Complicated enough title for you? Well, complexity seems to be the name of the game when it comes to defining the implications of activities an ocean transportation intermediary undertakes for its customers. The U.S. District Court for the Northern District of Illinois recently took a look at the aftermath of an international transportation daisy chain that left a train derailed, ocean shipping containers destroyed, and liability disputed. At issue: should a consignee bear ultimate responsibility for losses allegedly caused by improper cargo packaging? Take out your pad and pen for this one.
Illinois-based Plano Molding (Plano) needed some steel injection molds. It sent specs to CMT International (CMT, apparently a broker), which sourced Chinese manufacturer Kunshan Yuanjin Plastic & Electronic Co. (Kunshan), and ordered the molds per Plano’s directions. CMT also engaged non-vessel operating common carrier World Commerce Services (World) to arrange transit. World, in turn, hired Chinese forwarder THI Group (THI) to arrange the bookings. THI contracted with steamship line Kawasaki Kisen Kaisha, Ltd. (K-Line) to make the ocean haul. World issued a bill of lading naming Kunshan as shipper and Plano as consignee. K-Line issued a bill naming THI as its shipper and World as consignee. Oh what a tangled web we weave!
Kunshan loaded the steel molds into wooden crates. THI loaded the crates into a K-Line shipping container. The ocean carrier delivered the freight safely to Los Angeles, where it was transloaded to the Union Pacific Railroad for onward carriage to Illinois. The train derailed damaging equipment owned by K-Line and the UP. The two carriers sued Plano, alleging that the containers were improperly loaded, such that the molds broker through the crates. Their theory: Plano was a “merchant” in the bills of lading. The encompassing and standardized term “merchant” in shipping documentation is designed to name everyone and his brother connected with freight as a party liable for freight charges, and render them concurrently responsible with the shipper for the latter’s contractual and regulatory responsibilities. These duties specifically include safe and proper cargo stowage.

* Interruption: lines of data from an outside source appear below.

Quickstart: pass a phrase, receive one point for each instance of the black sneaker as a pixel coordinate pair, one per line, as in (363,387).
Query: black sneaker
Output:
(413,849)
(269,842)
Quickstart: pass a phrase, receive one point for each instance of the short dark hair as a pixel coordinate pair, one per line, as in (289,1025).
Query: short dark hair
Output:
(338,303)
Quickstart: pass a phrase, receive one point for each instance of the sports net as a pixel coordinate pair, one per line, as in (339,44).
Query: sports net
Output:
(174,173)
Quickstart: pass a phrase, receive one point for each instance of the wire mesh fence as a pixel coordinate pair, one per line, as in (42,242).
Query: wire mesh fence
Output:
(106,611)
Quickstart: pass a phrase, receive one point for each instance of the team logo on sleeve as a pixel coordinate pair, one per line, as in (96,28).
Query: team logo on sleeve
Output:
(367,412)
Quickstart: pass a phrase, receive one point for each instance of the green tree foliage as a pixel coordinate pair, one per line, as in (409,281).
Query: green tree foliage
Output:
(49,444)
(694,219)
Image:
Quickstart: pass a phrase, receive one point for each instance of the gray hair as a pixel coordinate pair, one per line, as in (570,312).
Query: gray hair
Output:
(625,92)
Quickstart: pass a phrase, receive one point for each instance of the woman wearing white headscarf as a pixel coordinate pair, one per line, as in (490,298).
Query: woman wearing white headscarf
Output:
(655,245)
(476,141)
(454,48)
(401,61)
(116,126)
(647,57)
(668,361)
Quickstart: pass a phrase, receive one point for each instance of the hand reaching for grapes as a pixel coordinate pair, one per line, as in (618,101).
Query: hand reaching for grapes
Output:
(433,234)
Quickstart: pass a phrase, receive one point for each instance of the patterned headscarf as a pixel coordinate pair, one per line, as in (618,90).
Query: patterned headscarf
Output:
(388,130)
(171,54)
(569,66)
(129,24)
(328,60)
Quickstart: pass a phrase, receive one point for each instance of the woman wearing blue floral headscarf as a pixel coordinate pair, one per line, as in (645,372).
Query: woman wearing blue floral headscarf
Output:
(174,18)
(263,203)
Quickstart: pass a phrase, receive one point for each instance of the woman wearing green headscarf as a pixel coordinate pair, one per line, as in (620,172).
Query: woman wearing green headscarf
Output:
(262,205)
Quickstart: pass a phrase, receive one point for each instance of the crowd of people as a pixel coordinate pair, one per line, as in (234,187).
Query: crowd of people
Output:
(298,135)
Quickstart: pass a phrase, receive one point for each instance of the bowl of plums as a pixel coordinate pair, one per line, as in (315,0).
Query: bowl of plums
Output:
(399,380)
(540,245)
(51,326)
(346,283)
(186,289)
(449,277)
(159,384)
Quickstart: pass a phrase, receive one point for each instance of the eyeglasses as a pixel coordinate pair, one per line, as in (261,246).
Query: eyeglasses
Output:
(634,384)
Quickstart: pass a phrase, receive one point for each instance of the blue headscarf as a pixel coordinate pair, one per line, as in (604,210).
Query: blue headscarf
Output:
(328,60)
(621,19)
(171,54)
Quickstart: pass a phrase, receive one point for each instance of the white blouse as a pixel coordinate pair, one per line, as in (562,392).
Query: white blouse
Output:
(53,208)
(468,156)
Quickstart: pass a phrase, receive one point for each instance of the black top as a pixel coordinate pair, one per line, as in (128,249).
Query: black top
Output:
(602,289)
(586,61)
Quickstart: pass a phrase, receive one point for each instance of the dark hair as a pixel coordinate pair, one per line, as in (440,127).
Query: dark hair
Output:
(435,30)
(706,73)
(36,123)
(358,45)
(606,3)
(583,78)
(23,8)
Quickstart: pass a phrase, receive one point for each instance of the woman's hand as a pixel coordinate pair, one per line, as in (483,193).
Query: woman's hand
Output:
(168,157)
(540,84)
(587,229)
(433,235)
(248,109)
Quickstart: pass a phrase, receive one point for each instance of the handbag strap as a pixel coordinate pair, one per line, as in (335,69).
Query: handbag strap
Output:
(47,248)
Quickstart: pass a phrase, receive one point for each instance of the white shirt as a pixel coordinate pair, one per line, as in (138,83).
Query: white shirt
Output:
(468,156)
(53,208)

But Plano wasn’t a party to any bill of lading, at least not by its own stated agreement and signature. It wasn’t even named in the K-Line bill. The plaintiff carriers argued that Plano had a “future interest” in the cargo, and thus was a third-party beneficiary of the ocean carrier’s contract. To reach that conclusion, the court would have to conclude that World was Plano’s “agent” for which Plano was responsible as K-Line’s named consignee. K-Line argued that conclusion was supported by the U.S. Supreme Court’s 2004 decision in Norfolk S. Ry. Co. v. Kirby, celebrated for launching a muddled and subsequently clarified line of cases that apply admiralty jurisdiction and maritime cargo law to claims deriving from through ocean bills of lading that involve land-based losses. If an NVOCC is a shipper’s agent for purposes of limiting that shipper’s rights against surface carriers (per Kirby), then why shouldn’t it be a shipper’s agent of a party in a bill of lading?
This court wouldn’t extend the Supreme Court’s logic that far. Kirby itself proclaimed that ocean transportation intermediaries are “certainly not automatically empowered to be the cargo owner’s agent in every sense. That would be unsustainable.” The Big Nine missed a chance to clear up a thorny issue in intermediary law by not drawing a line for us defining just where an NVOCC’s agency power ends. But that’s another article.
Citing other federal precedents, the court ruled that “[t]he applicability of an agency theory of liability must be considered on a case-by-case basis.” Here, the court found that NVOCC World was an independent contractor not subject to requisite control by Plano to bring it within the “agency” realm. Even though Plano had worked with World extensively in the past, CMT actually hired and paid World. And with respect to this loss, Plano apparently had nothing to do with the loading.
But what about the World bill of lading? Plano was actually the named consignee in that contract. The plaintiff carriers argued that this bill of lading’s Himalaya Clause extends the documents rights and obligations to World’s agents and independent contractors (again, à la Kirby, which cloaked succeeding carriers with the NVOCC’s contractual protections). This argument failed because, again, Plano didn’t negotiate or seek benefits under World’s bill of lading. As neither World nor THI was Plano’s agent, neither could bind Plano to contract terms. This determination is a bit more dubious under Kirby, but fits within the court’s logic.
Dismissing a negligence claim based on Plano having no duty of care to the carriers, the court granted Plano’s motion for summary judgment. Cases like this, to the extent they’re consistent (they frequently aren’t), answer specific questions we have about the nature and scope of intermediaries’ relationships with their shippers on an ad hoc basis. But the complex interrelationships between the numerous parties involved in ocean transportation leave no end to the uncertainty various scenarios leave us in when dispute arises.
Ref: Kawasaki Kisen Kaisha, Ltd., et al. v. Plano Molding Co., 2011 WL 3163578 (N.D. Ill. 2011).